El pasado dos de enero surfeaba con unos amigos en la playa de Mundaka y esto es lo que recuerdo: que una ola me puso la zancadilla, que me golpeé la cabeza contra el suelo, que mis brazos y mis piernas ya no respondían a mis órdenes, que perdí la visión, que tuve la conciencia suficiente para pensar durante unos segundos que todo se había acabado y que me desperté en el hospital de Cruces con el siguiente diagnóstico: tres cervicales rotas y una desplazada.

Quien la haya probado, sabrá que la playa de Mundaka tiene unas olas excepcionales. Y eso ocurre, entre otras cosas, porque es una playa poco profunda, lo que, teniendo en cuenta la velocidad a la que surfeaba, hizo que el golpe se pareciese a saltar desde un trampolín sin agua. El diagnóstico podría haber incluido tranquilamente la palabra "milagro": mi médula espinal se salvó por escasos milímetros.

Quienes sepan algo sobre mi trayectoria, ya habrán notado la ironía: tantos años surfeando en playas lejanísimas e inexploradas, para acabar sufriendo un accidente a escasos kilómetros de mi casa. Esa pudo ser, precisamente, una de las razones del infortunio: que bajara la guardia por mi familiaridad con la playa.

Desde que a mis siete años me subí por primera vez a una tabla -y sorprendentemente mantuviera el equilibrio- me he pasado casi toda la vida en remojo.
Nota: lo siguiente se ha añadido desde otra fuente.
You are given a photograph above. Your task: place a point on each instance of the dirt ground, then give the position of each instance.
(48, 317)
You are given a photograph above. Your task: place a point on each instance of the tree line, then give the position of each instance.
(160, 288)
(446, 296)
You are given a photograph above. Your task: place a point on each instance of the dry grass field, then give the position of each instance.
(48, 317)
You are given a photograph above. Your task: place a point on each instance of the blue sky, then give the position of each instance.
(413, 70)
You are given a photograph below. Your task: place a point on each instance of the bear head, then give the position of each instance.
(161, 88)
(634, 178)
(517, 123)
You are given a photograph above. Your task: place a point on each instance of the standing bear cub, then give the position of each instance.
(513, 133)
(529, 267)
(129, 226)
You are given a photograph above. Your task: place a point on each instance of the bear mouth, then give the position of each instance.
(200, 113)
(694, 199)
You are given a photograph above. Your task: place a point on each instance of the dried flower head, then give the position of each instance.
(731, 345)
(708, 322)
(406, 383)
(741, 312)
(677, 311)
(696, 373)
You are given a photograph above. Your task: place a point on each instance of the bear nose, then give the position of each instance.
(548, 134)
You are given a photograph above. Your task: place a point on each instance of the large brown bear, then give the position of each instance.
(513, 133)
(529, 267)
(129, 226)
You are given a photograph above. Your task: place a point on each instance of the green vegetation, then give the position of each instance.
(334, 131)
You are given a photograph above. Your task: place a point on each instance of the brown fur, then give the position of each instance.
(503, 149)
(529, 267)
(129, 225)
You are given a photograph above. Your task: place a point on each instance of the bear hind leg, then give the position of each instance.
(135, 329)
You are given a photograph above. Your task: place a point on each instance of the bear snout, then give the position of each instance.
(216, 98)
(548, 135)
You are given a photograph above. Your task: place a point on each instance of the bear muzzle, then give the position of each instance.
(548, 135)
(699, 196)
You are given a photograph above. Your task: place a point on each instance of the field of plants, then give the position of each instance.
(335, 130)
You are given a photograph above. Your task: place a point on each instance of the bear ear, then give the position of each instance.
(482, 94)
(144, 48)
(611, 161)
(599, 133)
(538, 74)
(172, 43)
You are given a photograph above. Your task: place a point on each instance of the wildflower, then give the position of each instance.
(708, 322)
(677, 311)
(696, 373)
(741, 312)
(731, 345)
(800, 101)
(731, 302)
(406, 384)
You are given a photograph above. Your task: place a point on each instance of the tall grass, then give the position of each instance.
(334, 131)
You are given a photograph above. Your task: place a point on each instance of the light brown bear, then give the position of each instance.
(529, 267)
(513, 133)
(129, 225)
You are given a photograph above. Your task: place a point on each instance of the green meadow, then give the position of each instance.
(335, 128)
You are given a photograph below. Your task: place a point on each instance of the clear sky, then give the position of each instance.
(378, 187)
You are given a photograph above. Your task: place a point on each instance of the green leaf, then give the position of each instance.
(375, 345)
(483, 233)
A los 18 años me proclamé campeón de Europa júnior y entonces ya arrastraba mi tabla por aeropuertos y playas de todo el mundo.

El hecho de participar, de los 18 a los 26 años, en el circuito europeo y mundial de surf, me descubrió la primera gran paradoja de mi vida: conforme más viajaba, iba descubriendo un mundo más pequeño. Me consta que yo era un privilegiado, pero en la competición, al final, todo está encorsetado. Poco a poco, fui incubando mucha curiosidad por lo que quedaba en los márgenes del circuito, por los lugares que no visitábamos, por la población local con la que nunca nos mezclábamos.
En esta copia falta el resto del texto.